Insolvenz und Garantie – Kundenvertrauen kann gerettet werden

Ein insolventes Unternehmen kann seine Kunden nicht mehr betreuen. Garantieleistungen werden trotzdem erbracht, denn neue Konstellationen sorgen für Kontinuität im Servicebetrieb. Doch bis dahin ist einiges abzuklären. Die von Unternehmen zugesicherten Garantieleistungen sind in der Regel vertraglich geregelt. Juristen sprechen hier von einer Verpflichtung, für den Eintritt eines bestimmten Erfolges einzustehen oder die Gefahr eines zukünftigen Schadens zu übernehmen.
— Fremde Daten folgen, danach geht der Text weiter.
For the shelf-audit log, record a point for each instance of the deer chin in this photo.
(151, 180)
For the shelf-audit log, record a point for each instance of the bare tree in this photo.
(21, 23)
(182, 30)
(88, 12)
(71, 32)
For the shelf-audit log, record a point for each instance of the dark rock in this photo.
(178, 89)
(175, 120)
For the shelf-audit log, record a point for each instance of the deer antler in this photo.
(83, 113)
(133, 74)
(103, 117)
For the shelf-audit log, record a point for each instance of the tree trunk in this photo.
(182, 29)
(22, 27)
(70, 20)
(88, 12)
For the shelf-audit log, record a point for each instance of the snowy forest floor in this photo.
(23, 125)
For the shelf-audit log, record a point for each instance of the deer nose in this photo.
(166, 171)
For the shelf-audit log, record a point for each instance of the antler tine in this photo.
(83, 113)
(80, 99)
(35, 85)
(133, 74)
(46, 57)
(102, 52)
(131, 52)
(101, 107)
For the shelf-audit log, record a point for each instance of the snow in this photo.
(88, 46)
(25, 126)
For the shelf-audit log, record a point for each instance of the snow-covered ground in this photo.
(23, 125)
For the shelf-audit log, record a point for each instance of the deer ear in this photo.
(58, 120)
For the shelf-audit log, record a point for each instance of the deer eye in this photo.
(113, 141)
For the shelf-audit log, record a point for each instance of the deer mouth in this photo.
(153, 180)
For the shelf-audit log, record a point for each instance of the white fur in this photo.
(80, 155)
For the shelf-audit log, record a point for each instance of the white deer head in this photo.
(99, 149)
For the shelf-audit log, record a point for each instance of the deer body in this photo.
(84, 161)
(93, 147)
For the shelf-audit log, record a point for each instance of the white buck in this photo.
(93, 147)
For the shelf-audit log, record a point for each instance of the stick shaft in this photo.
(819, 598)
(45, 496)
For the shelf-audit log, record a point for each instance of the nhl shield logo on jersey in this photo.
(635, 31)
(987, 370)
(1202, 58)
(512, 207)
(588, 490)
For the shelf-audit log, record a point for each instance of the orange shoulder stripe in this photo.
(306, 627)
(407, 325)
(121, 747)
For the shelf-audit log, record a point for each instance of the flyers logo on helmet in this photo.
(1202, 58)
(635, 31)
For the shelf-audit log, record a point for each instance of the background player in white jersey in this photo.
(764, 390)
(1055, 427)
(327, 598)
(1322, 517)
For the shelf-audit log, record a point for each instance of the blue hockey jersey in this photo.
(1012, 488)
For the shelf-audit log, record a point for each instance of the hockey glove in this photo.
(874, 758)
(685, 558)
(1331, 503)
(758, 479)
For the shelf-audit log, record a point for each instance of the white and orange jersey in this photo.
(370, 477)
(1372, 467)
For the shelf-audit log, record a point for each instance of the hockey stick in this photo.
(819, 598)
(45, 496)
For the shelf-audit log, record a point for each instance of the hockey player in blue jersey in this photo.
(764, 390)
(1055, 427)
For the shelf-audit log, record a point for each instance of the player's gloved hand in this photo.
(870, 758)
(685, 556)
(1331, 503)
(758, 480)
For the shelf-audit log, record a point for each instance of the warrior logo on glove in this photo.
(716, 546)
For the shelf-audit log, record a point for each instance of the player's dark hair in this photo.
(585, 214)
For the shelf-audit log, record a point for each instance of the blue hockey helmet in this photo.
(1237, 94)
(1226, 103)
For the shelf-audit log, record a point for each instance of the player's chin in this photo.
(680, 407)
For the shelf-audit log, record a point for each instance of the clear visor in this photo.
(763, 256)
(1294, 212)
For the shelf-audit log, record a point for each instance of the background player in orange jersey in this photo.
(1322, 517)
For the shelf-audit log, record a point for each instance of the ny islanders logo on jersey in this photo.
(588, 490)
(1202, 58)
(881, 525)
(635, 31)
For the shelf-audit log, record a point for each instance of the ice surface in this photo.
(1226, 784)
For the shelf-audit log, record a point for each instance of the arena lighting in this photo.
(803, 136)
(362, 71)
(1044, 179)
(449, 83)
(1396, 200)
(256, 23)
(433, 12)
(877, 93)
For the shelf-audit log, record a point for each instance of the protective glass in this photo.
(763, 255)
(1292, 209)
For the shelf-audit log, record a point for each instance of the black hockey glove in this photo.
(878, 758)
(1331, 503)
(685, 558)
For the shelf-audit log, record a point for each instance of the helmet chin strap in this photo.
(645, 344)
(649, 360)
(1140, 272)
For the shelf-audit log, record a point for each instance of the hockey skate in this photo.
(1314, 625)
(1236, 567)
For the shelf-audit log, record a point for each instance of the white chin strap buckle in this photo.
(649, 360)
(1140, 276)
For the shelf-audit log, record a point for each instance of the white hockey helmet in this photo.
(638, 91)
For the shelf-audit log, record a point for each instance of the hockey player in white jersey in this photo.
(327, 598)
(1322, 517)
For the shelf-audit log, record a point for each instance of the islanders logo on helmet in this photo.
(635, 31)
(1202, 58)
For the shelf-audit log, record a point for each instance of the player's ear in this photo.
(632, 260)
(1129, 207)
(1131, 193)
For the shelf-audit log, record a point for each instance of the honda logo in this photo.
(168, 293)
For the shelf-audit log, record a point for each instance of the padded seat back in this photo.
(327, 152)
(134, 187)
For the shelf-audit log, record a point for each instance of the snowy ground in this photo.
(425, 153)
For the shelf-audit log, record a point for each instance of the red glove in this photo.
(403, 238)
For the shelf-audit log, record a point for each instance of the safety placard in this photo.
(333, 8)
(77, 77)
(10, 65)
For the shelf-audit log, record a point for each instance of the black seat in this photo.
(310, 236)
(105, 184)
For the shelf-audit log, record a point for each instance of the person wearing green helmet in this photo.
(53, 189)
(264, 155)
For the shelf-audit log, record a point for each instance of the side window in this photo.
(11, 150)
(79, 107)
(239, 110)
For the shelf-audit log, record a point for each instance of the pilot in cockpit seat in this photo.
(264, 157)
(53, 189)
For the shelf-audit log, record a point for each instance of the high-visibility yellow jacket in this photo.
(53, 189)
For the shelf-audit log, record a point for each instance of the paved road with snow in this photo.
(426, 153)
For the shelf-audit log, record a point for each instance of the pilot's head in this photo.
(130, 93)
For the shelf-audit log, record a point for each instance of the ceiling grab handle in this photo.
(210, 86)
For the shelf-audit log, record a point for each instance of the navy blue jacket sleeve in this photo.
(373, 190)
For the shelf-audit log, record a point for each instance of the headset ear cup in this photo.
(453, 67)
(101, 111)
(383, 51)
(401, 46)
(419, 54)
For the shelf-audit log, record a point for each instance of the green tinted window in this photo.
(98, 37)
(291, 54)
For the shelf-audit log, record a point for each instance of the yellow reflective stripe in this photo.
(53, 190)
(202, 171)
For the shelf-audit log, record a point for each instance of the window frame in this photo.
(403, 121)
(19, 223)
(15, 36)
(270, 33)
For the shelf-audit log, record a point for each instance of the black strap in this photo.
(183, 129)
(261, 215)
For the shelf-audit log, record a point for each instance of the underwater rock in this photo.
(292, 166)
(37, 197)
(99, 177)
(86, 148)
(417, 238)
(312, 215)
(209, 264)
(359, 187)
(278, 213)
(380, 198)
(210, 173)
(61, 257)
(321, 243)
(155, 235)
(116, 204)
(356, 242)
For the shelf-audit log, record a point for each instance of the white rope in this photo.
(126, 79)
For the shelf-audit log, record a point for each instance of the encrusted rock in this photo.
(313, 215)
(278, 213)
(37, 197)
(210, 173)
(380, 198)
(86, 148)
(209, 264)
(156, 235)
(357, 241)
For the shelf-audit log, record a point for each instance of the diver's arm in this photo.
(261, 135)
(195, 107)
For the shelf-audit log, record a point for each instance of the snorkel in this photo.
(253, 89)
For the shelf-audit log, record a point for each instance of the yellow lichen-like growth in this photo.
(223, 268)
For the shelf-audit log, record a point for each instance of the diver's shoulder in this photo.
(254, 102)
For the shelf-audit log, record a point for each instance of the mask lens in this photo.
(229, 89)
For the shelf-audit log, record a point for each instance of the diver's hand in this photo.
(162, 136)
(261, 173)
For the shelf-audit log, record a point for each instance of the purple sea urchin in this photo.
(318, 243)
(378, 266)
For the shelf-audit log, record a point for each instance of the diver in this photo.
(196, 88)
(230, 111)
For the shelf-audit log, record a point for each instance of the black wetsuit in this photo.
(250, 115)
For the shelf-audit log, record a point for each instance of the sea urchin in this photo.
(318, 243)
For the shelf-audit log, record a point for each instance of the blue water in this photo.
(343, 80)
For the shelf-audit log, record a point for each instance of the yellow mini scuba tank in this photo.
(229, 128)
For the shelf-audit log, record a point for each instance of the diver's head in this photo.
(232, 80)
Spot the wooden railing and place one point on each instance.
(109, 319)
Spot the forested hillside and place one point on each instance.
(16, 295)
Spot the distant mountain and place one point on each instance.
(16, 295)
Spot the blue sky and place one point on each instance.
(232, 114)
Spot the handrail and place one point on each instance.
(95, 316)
Diese Garantieerklärung wird in der Praxis in einen Kaufvertrag integriert: Dem betreffenden Produkt wird bescheinigt, dass es mängelfrei ist und bestimmte Eigenschaften hat. Entsprechend erfolgt dann die Zusage, andernfalls für bestimmte Mängel einzustehen. Soweit die Vereinbarung.

Insolvenz – Was passiert nun, wenn das Unternehmen in die Insolvenz geht und diesen Verpflichtungen nicht mehr nachkommen kann?

Der Insolvenzverwalter kann jeden Vertrag kündigen und muss auf Kunden offenbar keine Rücksicht nehmen. Sein Interesse ist einzig und allein, herauszufinden, wie und womit die größten Erlöse aus dem betreffenden Unternehmen zu realisieren sind.Trotzdem müssen beispielsweise Distributoren den Kundenkontakt aufrechterhalten. Und für die kann es dann schwierig werden, wenn sie für die Garantieverpflichtungen alleine gerade stehen müssen. Daher sind sie daran interessiert, mit dem Insolvenzverwalter eine praktikable Lösung herbeizuführen, um nicht auf den Garantiekosten sitzen zu bleiben. So hat dies beispielsweise T-Mobile versucht; aufgrund des in die Insolvenz geratenen Unternehmens BenQ Mobile.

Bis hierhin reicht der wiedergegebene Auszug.